Study Title:

Green Tea Helps Weight Loss in Obese

Study Abstract

Objective To compare the effects of supplementation of green tea beverage or green tea extracts with controls on body weight, glucose and lipid profile, biomarkers of oxidative stress, and safety parameters in obese subjects with metabolic syndrome.

Design Randomized, controlled prospective trial.

Setting General Clinical Research Center (GCRC) at University of Oklahoma Health Sciences Center (OUHSC).

Subjects Thirty-five subjects with obesity and metabolic syndrome were recruited in age- and gender-matched trios and were randomly assigned to the control (4 cups water/d), green tea (4 cups/d), or green tea extract (2 capsules and 4 cups water/d) group for 8 weeks. The tea and extract groups had similar dosing of epiogallocatechin-3-gallate (EGCG), the active compound in green tea.

Methods Anthropometrics, blood pressure, fasting glucose and lipids, nuclear magnetic resonance (NMR)-based lipid particle size, safety parameters, biomarkers of oxidative stress (oxidized low-density lipoprotein [LDL], myeloperoxidase [MPO], malondialdehyde and hydroxynonenals [MDA and HNE]), and free catechins were analyzed at screen and at 4 and 8 weeks of the study.

Results Pairwise comparisons showed green tea beverage and green tea extracts caused a significant decrease in body weight and body mass index (BMI) versus controls at 8 weeks (–2.5 ± 0.7 kg, p < 0.01, and –1.9 ± 0.6, p < 0.05, respectively). Green tea beverage showed a decreasing trend in LDL-cholesterol and LDL/high-density lipoprotein (HDL) versus controls (p < 0.1). Green tea beverage also significantly decreased MDA and HNE (–0.39 ± 0.06 µM, p < 0.0001) versus controls.
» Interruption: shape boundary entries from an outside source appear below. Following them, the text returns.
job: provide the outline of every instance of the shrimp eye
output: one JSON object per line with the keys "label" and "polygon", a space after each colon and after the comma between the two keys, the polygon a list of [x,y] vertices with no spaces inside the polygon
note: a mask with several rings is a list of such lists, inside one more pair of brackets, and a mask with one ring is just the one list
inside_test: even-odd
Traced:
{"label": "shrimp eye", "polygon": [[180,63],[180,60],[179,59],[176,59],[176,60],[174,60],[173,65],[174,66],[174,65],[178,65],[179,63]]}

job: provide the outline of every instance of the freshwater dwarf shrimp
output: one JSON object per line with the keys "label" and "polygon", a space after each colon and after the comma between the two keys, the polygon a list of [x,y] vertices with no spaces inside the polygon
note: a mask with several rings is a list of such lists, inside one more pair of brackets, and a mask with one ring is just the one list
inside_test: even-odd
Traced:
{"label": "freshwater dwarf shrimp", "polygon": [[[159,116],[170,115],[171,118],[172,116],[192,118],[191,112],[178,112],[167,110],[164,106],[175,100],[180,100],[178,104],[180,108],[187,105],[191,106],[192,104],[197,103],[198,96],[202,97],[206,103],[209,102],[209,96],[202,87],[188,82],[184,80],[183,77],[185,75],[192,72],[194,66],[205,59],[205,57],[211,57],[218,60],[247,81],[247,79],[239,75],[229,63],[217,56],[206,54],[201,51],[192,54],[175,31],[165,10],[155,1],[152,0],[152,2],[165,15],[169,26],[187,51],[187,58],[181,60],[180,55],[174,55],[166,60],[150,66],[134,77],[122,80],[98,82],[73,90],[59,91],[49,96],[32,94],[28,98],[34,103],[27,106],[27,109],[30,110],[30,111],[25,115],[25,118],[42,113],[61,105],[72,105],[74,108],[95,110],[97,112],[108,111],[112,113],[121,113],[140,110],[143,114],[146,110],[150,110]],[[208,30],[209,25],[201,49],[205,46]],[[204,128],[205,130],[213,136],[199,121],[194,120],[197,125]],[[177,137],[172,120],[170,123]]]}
Plasma free catechins were detectable in both beverage and extract groups versus controls at screen and at 8 weeks, indicating compliance and bioavailability of green tea catechins.

Conclusions Green tea beverage consumption (4 cups/d) or extract supplementation (2 capsules/d) for 8 weeks significantly decreased body weight and BMI. Green tea beverage further lowered lipid peroxidation versus age- and gender-matched controls, suggesting the role of green tea flavonoids in improving features of metabolic syndrome in obese patients.

Study Information

Arpita Basu, Karah Sanchez, Misti J Leyva, Mingyuan Wu, Nancy M Betts, Christopher E Aston, and Timothy J Lyons
Green Tea Supplementation Affects Body Weight, Lipids, and Lipid Peroxidation in Obese Subjects with Metabolic Syndrome
J Am Coll Nutr
2010 February
Nutritional Sciences, Human Environmental Sciences, Oklahoma State University, University of Oklahoma Health Sciences Center Oklahoma City, Oklahoma.